How To Run A Mile When You’re Not A Runner
So to begin…I’m not a runner.
Running to me had always seemed like trudging through mud.
So to run a mile, which in Aussie terms is 1.6kms never was something I was particularly interested in (even though it’s really not that far!).
I used to dread this run back in high school when our P.E teachers put us through fitness tests every few months or so. I was never athletic or particularly sporty growing up and have never felt that I was ever a good runner. I thought my legs were just too short and weak to be any good for running.
There were times I’d get on a bit of ‘fit stint’ and drag myself for a jog around the park, willing myself to keep jogging the whole way. But it never quite happened and I always quit before I could see any progression.
Cut to today.
I still don’t do a lot of cardio in my workouts, but sometimes I do feel like a jog on the treadmill to give my legs and lungs a good run.
Today, I decided to start my workout with a jog and deliberately jogged 1.6km to see how long I could do it in. Back in my high school days, I wouldn’t even attempt to jog the whole way so I would end up walking most of it. If recall correctly, I used to do it in around 15 or 16 minutes (I think that’s really slow).
Today, I jogged 1.6km in 10 minutes and 40 seconds.
And I thought…that’s not bad!
After doing a bit of research about run times, it seems that 10 minutes is the average run time for females in my age group.
YIPPEE! I’m average!
Considering I don’t consciously do any cardio training, it was actually a really nice indication that my body is stronger, fitter and my lung capacity has clearly gotten better. Not only that, my mindset about exercising and fitness has shifted significantly over the years.

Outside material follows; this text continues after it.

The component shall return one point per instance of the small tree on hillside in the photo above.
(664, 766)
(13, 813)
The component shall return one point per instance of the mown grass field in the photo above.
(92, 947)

So how do you run a mile when you’re not a runner?
If you’re starting from a place of not exercising much at all, I’d suggest starting off nice and slow. That might mean going for a 10 minute walk. Then you may want to pick up the pace and increase the intensity to an interval jog ie. 1 minute of a slow jog, 1 minute walk. And you can eventually work up to 1 minute sprint, 1 minute walk. This is a great way to increase your stamina and endurance.
Though not a cardio-focused workout, weight training will assist in building lean muscle. I’ve found this has helped significantly in the strength through my legs when running – to the point where it feels quite effortless to run. This was never the case when I was more sedentary. Focus on strengthening those big muscle groups like your glutes, hamstrings and quads, as well as a strong focus on core strength and stabilisation (pilates is great for this!). I’m a big fan of weight training. I do about 5 sessions a week focusing on a different muscle group each workout.
Change your mindset.
One of the biggest hurdles in my way of actually enjoying the occasional jog or run has been my perspective on running. I had always focused on the difficulty I used to feel both breathing and also muscle pain in my legs. I imagined myself struggling through the jog and running out of breath. No wonder I had never liked the experience of running!
I began to shift my perspective by focusing on the benefits of doing this type of exercise, like increased cardiovascular health and long lean limbs. I also began to imagine myself running with ease, feeling light as a feather and breathing with a constant and rhythmic breath pattern. OH how this made a HUGE difference.
This is my experience of jogging now.
Don’t get me wrong, I have moments where it feels tough, but as soon as I feel it come on I quickly shift my focus on the more positive feelings of lightness and leanness.
Back when I was a teen, I never would have imagined I would be the healthy and fit person I am today. It just goes to show you that no matter where you’re at in your journey, you CAN make progress. Challenge yourself to be a healthier, fitter and better version of yourself, if for no other reason than feeling awesome!